= Lacedaemonius =

5th-century BC Athenian general

Lacedaemonius (Λακεδαιμόνιος) (Note: The most ancient attestation of this word in Greek, referring as an ethnonym to the Spartans, is the Mycenaean Linear B 𐀨𐀐𐀅𐀖𐀛𐀍, ra-ke-da-mi-ni-jo, found on many tablets at Thebes, e.g. on the TH Fq 229 tablet.) was an Athenian general of the Philaid clan. He served Athens, notably in the naval Battle of Sybota against the Corinthians in 433 BC.

== Biography ==
Lacedaemonius was the son of Cimon, a pro-Sparta general and Athenian political figure, and Isodice who was the daughter of Euryptolemus I, a cousin of Pericles. He was a grandson of the famous Miltiades IV. An account cited that he had a twin called Oulius. He was also the brother of Miltiades V.

Lacedaemonius came from Lacedaemon, the contemporary name for the city state of Sparta. His father so admired the Spartans that as a sign of goodwill he named his son after their city.  Lacedaemonius was also identified as the proxenos of the Spartans in Athens.

Accounts cited Lacedaemonius as one of the Athenian generals sent to aid Corcyra in its conflict with Corinth after an alliance agreement concluded in 433. This is part of the series of events that led to the Peloponnesian War. According to Plutarch, Lacedaemonius sailed with ten ships and was sent forth against his will. Lacedaemonius, who according to Thucydides was sent with 2 other generals: Diotimus (son of Strombichus), and Proteas (son of Epicles), was ordered not to engage with the Corinthians unless they attacked Corcyra. The Athenian fleet joined the Corcyraeans when the Corinthians finally invaded under Xenocleides.

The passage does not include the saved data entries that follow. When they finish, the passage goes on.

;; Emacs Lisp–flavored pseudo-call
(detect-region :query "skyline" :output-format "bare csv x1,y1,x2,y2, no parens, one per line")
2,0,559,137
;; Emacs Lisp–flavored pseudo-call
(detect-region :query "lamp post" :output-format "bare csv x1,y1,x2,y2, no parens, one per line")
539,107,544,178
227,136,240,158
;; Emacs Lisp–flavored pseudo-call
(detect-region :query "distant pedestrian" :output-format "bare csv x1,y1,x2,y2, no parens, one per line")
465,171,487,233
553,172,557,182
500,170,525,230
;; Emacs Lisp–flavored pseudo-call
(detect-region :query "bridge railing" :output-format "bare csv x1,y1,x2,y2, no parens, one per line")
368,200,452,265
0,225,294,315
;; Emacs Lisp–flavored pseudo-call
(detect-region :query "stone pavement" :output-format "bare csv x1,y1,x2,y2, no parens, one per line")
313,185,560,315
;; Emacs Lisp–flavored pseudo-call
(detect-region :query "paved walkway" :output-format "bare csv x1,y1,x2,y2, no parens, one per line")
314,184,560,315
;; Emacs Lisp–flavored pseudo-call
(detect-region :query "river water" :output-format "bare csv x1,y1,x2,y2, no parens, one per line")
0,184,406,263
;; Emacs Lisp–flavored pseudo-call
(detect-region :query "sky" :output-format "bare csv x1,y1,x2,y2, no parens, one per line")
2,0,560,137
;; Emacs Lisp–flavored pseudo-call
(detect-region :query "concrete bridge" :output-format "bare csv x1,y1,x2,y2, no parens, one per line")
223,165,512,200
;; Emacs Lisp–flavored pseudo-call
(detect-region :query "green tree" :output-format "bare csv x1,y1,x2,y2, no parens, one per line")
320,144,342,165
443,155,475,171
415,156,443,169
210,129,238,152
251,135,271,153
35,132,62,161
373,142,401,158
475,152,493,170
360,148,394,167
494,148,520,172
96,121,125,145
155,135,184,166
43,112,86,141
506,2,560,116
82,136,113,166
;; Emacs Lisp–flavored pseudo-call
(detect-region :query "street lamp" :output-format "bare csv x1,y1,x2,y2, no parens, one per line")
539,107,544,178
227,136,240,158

A view, which had been advanced by Plutarch, held that giving Lacedaemonius command with a meager fleet for his campaign was an insult to the sons of Cimon due their sympathy for Sparta. Modern historians see Lacedaemonius appointment as a political move on the part of Pericles, who wanted to destroy political opposition by cementing his ties with the Cimonians. There are also those who propose that Lacedaemonius appointment, his mission, and the size of his fleet was part of a strategy of "minimal deterrence" against Corinth.